Months before the election, there were reports of greater political tension in offices than in previous election cycles. In one survey from the American Psychological Association, 10 percent of respondents said that political discussions at work led to stress, feeling cynical, difficulty finishing work, lower work quality, and diminished productivity.
Now, a new survey commissioned by BetterWorks—a software company that helps workers with setting and tracking goals—finds that post-election, politics is continuing to take a toll on workplace productivity. The online survey included 500 nationally representative, full-time American workers, and found that 87 percent of them read political social-media posts during the day, and nearly 50 percent reported seeing a political conversation turning into an argument in the workplace.
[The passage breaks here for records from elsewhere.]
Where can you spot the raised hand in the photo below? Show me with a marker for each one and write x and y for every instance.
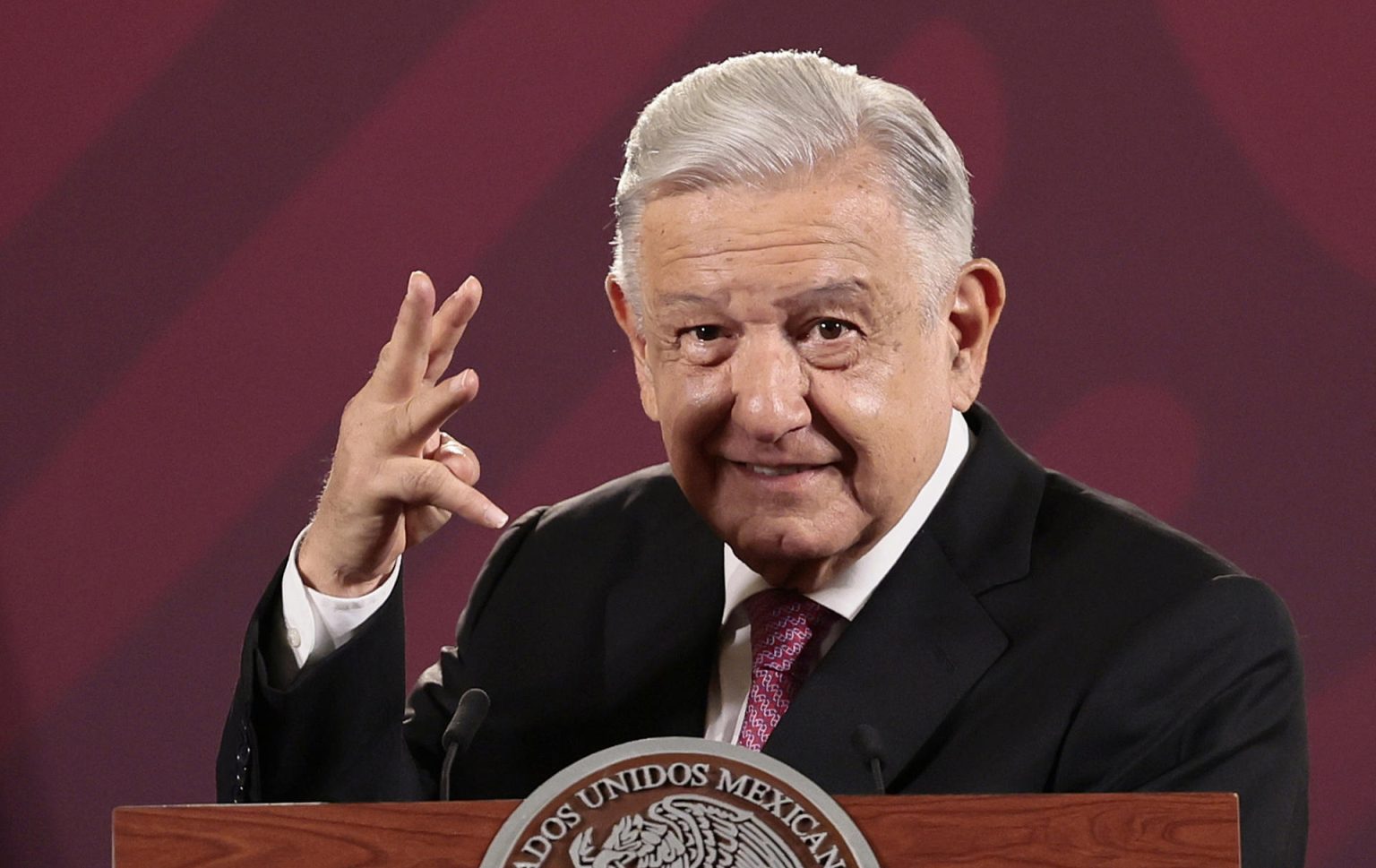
(397, 477)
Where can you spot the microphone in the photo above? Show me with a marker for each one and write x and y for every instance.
(870, 746)
(459, 735)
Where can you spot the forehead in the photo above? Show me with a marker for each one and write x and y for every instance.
(838, 226)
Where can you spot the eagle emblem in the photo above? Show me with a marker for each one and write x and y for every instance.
(685, 831)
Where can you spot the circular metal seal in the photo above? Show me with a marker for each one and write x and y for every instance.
(679, 804)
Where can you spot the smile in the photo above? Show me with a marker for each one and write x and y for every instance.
(778, 470)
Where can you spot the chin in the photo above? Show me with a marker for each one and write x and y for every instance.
(770, 545)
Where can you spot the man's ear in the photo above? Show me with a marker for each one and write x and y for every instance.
(976, 305)
(629, 323)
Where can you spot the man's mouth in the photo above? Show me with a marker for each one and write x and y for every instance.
(787, 469)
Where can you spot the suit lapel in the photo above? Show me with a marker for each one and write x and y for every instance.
(918, 645)
(661, 629)
(924, 639)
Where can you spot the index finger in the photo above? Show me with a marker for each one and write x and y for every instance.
(449, 323)
(403, 358)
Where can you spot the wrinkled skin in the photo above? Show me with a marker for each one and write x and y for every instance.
(803, 388)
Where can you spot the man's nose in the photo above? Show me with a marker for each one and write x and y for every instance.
(770, 388)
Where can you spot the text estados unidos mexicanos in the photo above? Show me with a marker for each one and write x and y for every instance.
(566, 817)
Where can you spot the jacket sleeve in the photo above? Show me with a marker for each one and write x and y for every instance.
(1217, 690)
(343, 729)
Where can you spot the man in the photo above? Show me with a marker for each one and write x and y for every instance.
(793, 272)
Twenty-nine percent of respondents say they’ve been less productive since the election.
While simply reading political posts at work isn’t in itself a cause for concern, it’s the potential negative impact it has on workers that could pose a challenge for employers. The issue of “not working at work” is one most employers were aware of well before the election. And the stress of the 2016 election both at home and at work was already on the radar of many managers. In fact, some companies said that the election result had become a HR challenge, according to BetterWorks. Still, companies attempted to handle the mixing of a tense political climate and workplace norms the best they could: Some held debriefing sessions about how to appropriately process the results while at work, while some managers wrote all-staff emails emphasizing respect for colleagues.
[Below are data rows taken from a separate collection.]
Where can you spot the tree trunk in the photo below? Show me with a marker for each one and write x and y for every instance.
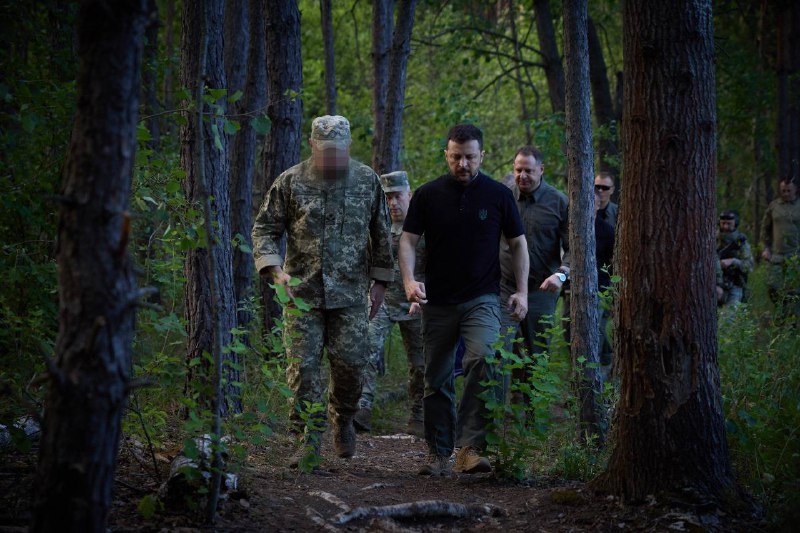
(285, 108)
(206, 317)
(554, 70)
(788, 71)
(580, 172)
(243, 162)
(326, 12)
(669, 433)
(97, 288)
(382, 25)
(395, 97)
(608, 153)
(150, 77)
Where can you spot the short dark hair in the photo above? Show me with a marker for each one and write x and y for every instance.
(529, 150)
(462, 133)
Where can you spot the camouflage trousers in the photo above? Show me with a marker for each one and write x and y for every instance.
(342, 333)
(411, 330)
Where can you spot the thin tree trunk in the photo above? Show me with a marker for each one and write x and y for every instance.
(326, 12)
(207, 318)
(285, 108)
(669, 433)
(554, 70)
(583, 315)
(243, 166)
(395, 99)
(382, 25)
(608, 153)
(96, 283)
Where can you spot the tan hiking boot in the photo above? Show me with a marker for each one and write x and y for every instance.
(469, 461)
(435, 465)
(363, 419)
(344, 439)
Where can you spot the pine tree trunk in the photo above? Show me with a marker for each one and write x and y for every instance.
(583, 315)
(395, 98)
(669, 433)
(554, 70)
(206, 317)
(284, 108)
(607, 151)
(382, 25)
(243, 162)
(326, 12)
(97, 288)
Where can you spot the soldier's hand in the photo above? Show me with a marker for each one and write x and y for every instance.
(551, 284)
(415, 292)
(376, 295)
(518, 303)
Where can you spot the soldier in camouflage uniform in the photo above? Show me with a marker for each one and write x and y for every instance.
(780, 236)
(335, 217)
(396, 308)
(736, 259)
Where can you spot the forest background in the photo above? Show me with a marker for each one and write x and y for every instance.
(482, 62)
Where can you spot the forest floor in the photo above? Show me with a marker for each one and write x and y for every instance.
(273, 497)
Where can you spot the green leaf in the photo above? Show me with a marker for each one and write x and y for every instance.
(261, 124)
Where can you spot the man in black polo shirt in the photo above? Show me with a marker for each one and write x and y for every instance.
(462, 215)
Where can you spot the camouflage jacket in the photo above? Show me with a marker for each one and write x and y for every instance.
(396, 302)
(780, 229)
(338, 233)
(734, 245)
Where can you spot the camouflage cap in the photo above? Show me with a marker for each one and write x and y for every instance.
(330, 131)
(395, 181)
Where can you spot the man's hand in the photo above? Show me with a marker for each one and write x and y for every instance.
(551, 284)
(415, 292)
(518, 303)
(376, 294)
(278, 277)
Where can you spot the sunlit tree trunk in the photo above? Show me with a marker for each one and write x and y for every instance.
(669, 433)
(554, 70)
(583, 314)
(97, 291)
(395, 98)
(285, 108)
(210, 315)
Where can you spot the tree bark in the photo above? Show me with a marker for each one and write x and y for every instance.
(382, 25)
(608, 153)
(554, 70)
(669, 433)
(580, 176)
(96, 283)
(243, 162)
(326, 12)
(207, 318)
(788, 73)
(395, 98)
(284, 108)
According to a study from McKinsey, workplace incivility was already on the rise. Researchers suspect the increasing rudeness at the office could result from a variety of factors: from the rise of remote work, to tension over changing workplace hierarchies, or the lack of face-to-face interaction in the age of email and Slack. For businesses, there are costs associated with less collegial workplaces including increased stress, employee turnover, and eroding the trust required for collaborative work. Duggan says that managers should help their employees focus on work, and that while support groups or other interventions sound good, it might be a further distraction. “The problem with that is you do a debrief about the election, then you have to do a debrief at the inauguration, then you have to do a debrief about the first week, the second week, and it doesn’t stop.”
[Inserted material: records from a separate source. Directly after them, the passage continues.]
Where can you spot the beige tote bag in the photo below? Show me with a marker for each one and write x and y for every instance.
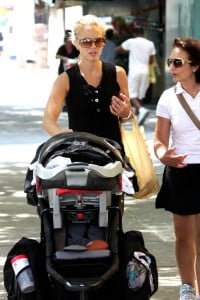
(137, 152)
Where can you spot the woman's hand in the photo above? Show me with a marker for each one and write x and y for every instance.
(121, 107)
(172, 160)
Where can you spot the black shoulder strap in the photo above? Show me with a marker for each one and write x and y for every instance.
(188, 110)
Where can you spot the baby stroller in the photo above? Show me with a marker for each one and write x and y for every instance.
(79, 190)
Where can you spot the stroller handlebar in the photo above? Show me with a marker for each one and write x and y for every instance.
(110, 170)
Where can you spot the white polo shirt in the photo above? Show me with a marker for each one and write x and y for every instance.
(184, 133)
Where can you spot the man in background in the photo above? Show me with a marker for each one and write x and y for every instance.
(142, 53)
(67, 53)
(108, 53)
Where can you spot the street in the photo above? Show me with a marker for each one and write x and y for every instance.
(23, 96)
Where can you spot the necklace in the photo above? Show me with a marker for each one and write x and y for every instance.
(193, 93)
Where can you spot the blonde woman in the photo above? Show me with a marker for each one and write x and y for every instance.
(96, 93)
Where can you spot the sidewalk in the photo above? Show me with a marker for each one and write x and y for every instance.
(21, 134)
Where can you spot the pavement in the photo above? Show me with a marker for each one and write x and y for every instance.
(23, 96)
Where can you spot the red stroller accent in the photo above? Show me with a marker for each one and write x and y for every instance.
(80, 199)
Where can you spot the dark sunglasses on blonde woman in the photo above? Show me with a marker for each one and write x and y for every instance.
(177, 62)
(88, 42)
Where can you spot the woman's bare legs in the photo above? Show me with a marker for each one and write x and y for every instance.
(197, 231)
(185, 250)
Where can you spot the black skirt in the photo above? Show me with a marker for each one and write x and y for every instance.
(180, 190)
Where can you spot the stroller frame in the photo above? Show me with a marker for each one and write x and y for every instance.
(75, 195)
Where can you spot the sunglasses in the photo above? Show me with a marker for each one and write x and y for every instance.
(178, 62)
(88, 42)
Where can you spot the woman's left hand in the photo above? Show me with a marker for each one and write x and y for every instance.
(120, 106)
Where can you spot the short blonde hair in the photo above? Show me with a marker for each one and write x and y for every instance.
(85, 21)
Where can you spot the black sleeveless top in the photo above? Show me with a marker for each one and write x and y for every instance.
(88, 107)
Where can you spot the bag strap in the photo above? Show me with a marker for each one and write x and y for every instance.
(188, 110)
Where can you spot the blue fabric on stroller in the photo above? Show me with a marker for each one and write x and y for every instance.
(78, 202)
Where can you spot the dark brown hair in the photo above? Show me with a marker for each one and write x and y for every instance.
(192, 47)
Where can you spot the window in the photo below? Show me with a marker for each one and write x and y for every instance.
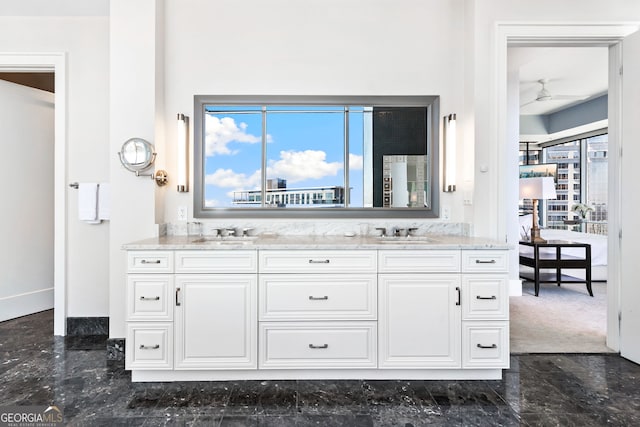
(318, 156)
(583, 180)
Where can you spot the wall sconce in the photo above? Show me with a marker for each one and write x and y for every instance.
(537, 188)
(183, 153)
(450, 153)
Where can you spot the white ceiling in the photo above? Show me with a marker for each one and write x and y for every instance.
(570, 71)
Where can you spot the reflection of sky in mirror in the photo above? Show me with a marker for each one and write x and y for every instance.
(304, 146)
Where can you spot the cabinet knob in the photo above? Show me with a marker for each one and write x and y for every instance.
(487, 346)
(149, 347)
(319, 346)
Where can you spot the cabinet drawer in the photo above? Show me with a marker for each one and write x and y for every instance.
(231, 261)
(150, 261)
(485, 261)
(419, 261)
(485, 297)
(318, 345)
(149, 297)
(318, 261)
(319, 297)
(485, 344)
(149, 346)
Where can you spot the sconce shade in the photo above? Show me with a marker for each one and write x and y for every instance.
(183, 153)
(537, 188)
(450, 153)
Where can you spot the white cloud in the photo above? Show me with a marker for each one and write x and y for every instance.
(355, 161)
(221, 131)
(226, 178)
(294, 166)
(297, 166)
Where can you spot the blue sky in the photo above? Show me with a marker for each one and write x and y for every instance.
(305, 149)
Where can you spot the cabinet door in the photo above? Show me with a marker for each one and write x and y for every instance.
(216, 321)
(419, 320)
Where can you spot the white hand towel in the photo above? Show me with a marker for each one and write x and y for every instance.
(88, 202)
(104, 201)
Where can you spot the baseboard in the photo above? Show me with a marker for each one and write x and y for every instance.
(27, 303)
(115, 349)
(81, 326)
(515, 287)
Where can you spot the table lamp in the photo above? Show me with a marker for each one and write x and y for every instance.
(535, 189)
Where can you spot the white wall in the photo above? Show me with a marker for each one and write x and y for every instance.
(26, 169)
(85, 40)
(136, 91)
(491, 211)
While the survey BetterWorks conducted is small, it reveals a paradox in the productivity culture: The idea of not bringing politics to work is not just old school, it also clashes with another increasingly popular doctrine of modern work—the idea of bringing your “whole self” to the workplace. Even HR professionals admit that making the office a politics-free zone would be pretty hard at this point.
Duggan agrees: “I don’t think you can say we’re going to turn off Facebook, we’re going to turn off social media … it’s a tight balance between letting people have a voice and being too tight on the workforce. It’s definitely an issue leaders should be thinking about right now.”
In other words, there’s a need for balance that hasn’t yet been found as American politics continues to be so eventful. How managers will deal with that is ultimately up to them, but in a cultural moment where even newspapers are writing about how to manage fatigue and stress from consuming the news, it’s not surprising that workplaces will have to cope with this dynamic, too.